Ah, thanks for some names of items!

[–] southsamurai@sh.itjust.works 1 points 2 weeks ago

I mean, a pond filter and pump will do the job fine. Wouldn't even need chlorination tbh. If it stays running at a high enough volume, nothing harmful is going to set up shop before you'd need to replace the water to begin with. It isn't impossible for a nasty to build up, but the risk is really low once you're turning a small volume of water over fast.

There's online calculators for water turnover rates. Plug in the volume of your pool + a little extra for the system, shoot for a 4-6 x a day minimum, and afaik, you won't even have mosquito larvae.

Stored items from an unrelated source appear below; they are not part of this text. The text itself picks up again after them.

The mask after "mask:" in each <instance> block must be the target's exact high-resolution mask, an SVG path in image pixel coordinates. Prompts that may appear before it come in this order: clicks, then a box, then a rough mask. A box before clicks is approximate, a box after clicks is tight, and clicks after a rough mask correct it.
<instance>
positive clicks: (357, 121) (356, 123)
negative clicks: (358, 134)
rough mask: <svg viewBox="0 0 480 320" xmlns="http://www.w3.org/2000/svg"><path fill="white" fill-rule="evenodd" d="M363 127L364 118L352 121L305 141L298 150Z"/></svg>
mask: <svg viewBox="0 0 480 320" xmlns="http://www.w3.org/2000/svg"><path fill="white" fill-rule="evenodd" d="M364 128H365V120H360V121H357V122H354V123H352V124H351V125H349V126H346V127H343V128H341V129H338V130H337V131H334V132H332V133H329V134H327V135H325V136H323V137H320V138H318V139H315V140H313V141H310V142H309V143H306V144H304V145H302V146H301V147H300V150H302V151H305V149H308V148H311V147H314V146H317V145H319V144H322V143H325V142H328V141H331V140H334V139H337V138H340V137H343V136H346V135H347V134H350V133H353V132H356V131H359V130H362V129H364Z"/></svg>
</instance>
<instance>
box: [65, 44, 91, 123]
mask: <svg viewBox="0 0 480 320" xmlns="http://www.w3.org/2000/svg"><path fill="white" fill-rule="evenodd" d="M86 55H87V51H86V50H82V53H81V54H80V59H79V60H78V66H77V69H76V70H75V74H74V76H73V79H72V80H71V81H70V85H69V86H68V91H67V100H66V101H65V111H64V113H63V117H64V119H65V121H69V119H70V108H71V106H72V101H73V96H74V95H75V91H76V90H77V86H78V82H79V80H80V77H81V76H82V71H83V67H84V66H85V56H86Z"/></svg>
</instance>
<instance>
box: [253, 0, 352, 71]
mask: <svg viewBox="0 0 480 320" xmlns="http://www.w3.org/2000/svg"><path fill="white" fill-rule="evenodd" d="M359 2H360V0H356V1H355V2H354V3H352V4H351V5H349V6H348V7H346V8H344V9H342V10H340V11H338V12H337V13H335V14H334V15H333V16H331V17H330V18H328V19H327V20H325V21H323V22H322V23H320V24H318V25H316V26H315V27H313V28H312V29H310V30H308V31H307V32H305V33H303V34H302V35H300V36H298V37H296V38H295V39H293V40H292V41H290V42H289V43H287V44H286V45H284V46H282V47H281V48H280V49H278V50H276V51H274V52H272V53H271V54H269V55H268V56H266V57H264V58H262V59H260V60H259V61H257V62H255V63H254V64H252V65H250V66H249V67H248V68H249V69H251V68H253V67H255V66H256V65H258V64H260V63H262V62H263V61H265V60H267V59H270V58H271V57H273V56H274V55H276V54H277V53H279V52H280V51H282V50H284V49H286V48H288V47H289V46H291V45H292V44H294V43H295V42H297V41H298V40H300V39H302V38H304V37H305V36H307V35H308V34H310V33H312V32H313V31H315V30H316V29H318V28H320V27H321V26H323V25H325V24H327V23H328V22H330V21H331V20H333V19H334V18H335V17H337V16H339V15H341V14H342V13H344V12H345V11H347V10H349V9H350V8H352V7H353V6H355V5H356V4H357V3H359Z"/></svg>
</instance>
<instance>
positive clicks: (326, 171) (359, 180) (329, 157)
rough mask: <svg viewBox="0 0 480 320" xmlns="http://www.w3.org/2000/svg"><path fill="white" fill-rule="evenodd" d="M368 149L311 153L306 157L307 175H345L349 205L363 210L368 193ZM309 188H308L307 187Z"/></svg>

But, being real, you're going to be losing a ton of water from splashing and evaporation anyway, so filtering is a lot of expense for something that's likely going to be used maybe a couple hours a day at most. You'll have to have that pump running 24/7. In a small system like that, you'll also be doubling the amount of work.

I'd just dump it into the barrel as is once it gets low and dirty, chlorinate that, then filter for particulates as you go, moving it back and forth to the pool however. It'll cost way less, and do the same job.